How would you advise a brand that says ‘I’m working with an MMM partner. Where do I go from here?’
If you’re already working with an MMM partner, that’s a great starting point because you already have a historical understanding of media performance. That knowledge doesn’t go away. In fact, it can be brought forward and applied to a more predictive intelligence layer. Your MMM can remain in place and continue informing the system as you move toward more adaptive decision-making.
But the next step does require a commitment to upgrading the underlying data infrastructure and moving toward more granular, integrated data.
It also means evolving toward measurement methodologies and models that can react faster to changing market conditions, shifting media spend and changing consumer behavior than traditional MMMs typically can.
If you think about something like COVID, we all lived through a period where consumer behaviour was changing dramatically month to month. MMMs eventually picked up on those shifts, but often after the fact.
A more dynamic intelligence layer – one operating on a weekly or even daily cadence – can move with the business in real time. It can identify those shifts as they’re happening and help organisations respond faster and with more confidence.
That’s really the broader shift happening right now. Historically, the martech stack has been made up of systems like CDPs, CRMs, DAMs, MAPs and measurement solutions – all serving different operational functions. Increasingly, though, organisations need an intelligence layer sitting across those systems that can make the data usable for AI, simulation, optimisation and decision-making. That’s where the industry is heading.
How should brands be thinking about building their martech stack today?

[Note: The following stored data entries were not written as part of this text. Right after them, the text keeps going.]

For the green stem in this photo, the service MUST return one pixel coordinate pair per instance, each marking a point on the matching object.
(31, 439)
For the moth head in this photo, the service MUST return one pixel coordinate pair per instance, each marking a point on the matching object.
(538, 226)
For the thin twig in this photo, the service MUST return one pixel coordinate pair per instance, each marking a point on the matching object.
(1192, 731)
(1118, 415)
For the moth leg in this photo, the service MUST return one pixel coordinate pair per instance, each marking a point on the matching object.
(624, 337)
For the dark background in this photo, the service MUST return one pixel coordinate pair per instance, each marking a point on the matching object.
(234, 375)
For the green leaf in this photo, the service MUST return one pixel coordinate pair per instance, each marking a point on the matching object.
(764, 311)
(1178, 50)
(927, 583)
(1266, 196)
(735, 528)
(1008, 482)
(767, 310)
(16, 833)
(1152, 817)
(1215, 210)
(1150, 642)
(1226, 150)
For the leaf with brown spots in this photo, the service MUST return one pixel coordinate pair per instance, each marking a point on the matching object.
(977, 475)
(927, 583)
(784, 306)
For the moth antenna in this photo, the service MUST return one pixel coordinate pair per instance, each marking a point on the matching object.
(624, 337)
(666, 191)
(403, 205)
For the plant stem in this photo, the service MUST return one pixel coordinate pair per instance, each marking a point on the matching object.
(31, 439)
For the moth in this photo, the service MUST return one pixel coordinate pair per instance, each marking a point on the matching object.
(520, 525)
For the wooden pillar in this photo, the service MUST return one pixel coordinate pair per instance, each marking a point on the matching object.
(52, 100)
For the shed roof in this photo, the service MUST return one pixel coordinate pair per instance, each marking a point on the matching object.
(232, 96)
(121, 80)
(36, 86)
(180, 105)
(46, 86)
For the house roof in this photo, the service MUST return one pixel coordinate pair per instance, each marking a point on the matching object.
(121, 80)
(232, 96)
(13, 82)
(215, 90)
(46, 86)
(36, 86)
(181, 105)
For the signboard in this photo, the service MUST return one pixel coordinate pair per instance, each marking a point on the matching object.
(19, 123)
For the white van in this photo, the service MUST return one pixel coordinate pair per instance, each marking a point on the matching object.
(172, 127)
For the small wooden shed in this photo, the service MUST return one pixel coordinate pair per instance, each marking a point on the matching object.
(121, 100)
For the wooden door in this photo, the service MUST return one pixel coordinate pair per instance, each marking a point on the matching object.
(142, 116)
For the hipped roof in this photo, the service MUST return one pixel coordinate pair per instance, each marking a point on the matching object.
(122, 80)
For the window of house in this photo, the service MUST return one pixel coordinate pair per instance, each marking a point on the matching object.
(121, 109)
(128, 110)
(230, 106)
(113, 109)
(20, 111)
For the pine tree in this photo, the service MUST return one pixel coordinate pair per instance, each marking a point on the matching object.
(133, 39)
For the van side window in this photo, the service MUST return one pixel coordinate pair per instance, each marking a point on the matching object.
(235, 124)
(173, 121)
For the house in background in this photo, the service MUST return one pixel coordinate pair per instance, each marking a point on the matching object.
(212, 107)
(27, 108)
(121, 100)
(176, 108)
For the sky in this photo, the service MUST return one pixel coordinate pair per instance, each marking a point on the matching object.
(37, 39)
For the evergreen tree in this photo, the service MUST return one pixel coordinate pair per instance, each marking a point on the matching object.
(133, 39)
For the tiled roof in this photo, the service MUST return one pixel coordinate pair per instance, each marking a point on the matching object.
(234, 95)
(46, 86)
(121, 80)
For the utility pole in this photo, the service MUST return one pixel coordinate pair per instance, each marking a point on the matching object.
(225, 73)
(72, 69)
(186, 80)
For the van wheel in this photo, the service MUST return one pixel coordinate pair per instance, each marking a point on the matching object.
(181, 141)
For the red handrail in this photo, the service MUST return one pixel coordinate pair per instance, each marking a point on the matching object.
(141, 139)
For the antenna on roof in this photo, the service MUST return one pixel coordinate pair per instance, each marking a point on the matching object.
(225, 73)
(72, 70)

In my mind, the martech stack today needs to start with understanding what data sources and systems you already have – whether that’s a CDP, a CRM system, DSPs or anything else relevant to your brand – and making sure those systems can work together rather than operate independently.
Traditionally, we’ve thought about the martech stack as a layered stack. Increasingly, though, I think it looks more like a spoke-and-wheel model, where you have a central data and intelligence layer feeding decision-making across the business.
That hub interacts in both directions with systems like the CDP. It’s taking data out of the CDP, but it’s also feeding information back into it to help better understand customer behaviour and what’s happening across the broader ecosystem.
As far as measurement goes, I think we’re now in a world where measurement can move as fast as the data itself. We don’t have to rely only on MMMs anymore. MMMs still have a place and can be useful when looking across longer time horizons, but marketers need to make decisions rapidly – sometimes even daily – and that’s where a more nimble measurement system becomes important.
So for me, the modern martech stack is centred around a unified data layer capable of supporting rapid measurement, optimisation, simulation and decision-making, while still interacting cleanly with the surrounding systems across the business.